Ces deux dernières catégories, mises en avant par l'Ifop dans son sondage, témoignent de la diversité des sensibilités politiques de potentiels anciens électeurs d'Emmanuel Macron qui désavouent aujourd'hui sa politique et ce malgré l'ancrage à gauche des fonctionnaires.
Une situation qui tient à l'ambiguïté qui a permis l'élection du candidat d'En Marche!. Ni de droite, ni de gauche, il divise autant qu'il fédère, chacun pouvant avoir au moins une raison de voter pour lui. Un élément qui l'a emporté sur les raisons de ne pas voter pour lui, particulièrement en cas d'opposition avec une personnalité très clivante comme Marine le Pen. Mais loin d'être une faiblesse, le positionnement au centre d'Emmanuel Macron pourrait bien, selon Guillaume Bernard, pérenniser, pour un temps, la situation du Président.

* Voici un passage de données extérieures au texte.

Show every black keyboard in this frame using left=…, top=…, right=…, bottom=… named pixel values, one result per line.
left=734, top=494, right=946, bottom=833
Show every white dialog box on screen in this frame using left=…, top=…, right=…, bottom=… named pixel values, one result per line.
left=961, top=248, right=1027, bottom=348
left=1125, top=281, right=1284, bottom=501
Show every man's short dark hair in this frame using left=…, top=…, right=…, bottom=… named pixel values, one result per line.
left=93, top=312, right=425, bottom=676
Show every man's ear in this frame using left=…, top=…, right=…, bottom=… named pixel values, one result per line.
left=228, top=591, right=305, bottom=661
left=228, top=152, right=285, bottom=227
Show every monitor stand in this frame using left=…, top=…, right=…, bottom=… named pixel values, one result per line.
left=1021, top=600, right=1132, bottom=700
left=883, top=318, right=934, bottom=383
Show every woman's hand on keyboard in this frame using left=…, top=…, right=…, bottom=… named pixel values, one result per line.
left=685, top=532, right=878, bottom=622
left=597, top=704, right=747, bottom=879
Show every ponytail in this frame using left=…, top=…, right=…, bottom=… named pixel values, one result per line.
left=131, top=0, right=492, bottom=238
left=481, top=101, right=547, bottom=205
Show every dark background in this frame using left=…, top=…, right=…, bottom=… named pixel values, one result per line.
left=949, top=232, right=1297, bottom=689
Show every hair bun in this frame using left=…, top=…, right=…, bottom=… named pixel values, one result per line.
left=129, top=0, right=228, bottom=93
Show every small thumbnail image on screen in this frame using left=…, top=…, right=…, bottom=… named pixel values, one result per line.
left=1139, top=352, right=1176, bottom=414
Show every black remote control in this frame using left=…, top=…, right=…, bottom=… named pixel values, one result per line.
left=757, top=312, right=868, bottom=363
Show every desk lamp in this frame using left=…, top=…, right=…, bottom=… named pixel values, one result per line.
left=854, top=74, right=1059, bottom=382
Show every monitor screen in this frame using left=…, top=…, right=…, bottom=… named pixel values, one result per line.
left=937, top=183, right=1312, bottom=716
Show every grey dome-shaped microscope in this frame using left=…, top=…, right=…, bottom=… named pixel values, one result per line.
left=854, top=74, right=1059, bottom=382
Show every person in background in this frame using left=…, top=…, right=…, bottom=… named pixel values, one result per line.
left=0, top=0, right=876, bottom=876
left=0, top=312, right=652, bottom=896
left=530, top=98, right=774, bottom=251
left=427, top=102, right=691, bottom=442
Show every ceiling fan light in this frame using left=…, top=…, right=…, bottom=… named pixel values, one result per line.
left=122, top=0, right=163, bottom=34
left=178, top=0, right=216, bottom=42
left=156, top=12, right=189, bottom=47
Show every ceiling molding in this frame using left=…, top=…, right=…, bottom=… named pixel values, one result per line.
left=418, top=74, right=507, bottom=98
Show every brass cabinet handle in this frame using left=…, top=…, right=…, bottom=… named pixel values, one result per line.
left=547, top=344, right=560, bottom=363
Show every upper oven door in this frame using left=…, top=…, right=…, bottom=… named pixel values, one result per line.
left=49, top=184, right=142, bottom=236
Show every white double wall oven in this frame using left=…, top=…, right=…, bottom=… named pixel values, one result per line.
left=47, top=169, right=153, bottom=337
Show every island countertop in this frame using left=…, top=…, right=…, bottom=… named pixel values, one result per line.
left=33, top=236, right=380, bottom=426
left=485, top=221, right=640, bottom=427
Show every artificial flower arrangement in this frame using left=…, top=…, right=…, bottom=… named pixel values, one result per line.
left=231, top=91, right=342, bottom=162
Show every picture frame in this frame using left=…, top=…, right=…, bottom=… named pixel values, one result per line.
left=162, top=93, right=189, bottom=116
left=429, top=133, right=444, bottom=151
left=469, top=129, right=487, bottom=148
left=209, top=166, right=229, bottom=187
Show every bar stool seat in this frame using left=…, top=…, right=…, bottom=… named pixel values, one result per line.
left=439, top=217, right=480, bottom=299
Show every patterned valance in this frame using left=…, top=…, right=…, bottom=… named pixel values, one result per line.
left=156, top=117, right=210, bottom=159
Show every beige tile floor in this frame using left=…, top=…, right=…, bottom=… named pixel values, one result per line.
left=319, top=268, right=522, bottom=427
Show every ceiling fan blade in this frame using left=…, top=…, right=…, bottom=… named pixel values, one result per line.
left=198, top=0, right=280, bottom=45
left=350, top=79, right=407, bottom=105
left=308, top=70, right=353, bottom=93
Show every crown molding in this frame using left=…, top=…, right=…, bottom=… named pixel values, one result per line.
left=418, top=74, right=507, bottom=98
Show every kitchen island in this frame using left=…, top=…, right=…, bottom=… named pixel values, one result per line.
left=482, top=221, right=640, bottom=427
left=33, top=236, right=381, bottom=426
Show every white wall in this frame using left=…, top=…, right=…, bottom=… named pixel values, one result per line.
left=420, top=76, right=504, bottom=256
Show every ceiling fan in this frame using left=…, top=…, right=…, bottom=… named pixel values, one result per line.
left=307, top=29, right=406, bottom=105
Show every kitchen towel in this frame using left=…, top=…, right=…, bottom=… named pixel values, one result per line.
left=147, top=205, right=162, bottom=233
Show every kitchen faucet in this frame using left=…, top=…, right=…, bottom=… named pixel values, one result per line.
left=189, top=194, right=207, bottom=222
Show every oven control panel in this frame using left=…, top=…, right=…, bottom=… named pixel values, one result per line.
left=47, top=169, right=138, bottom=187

«Dans le fond, ce sur quoi table Emmanuel Macron c'est sur le fait qu'il y aurait une impossibilité aux deux bords politiques, celui de droite et celui de gauche, qui seraient opposés à sa politique pour des raisons différentes à s'allier contre lui.»
Tout le monde
Quant à sa chute de popularité, celle-ci est encore loin de battre le record de Jacques Chirac, qui en 1995 était passé en moins de trois mois de 59% d'opinions favorables à 39%, soit deux fois pire qu'Emmanuel Macron. Une chute vertigineuse qui ne l'empêchera pas, sept ans plus tard, d'être réélu face à Jean-Marie Le Pen et une gauche sur la route des vacances. De quoi rassurer le Président jupitérien sur ses chances de rester au sommet de l'Olympe.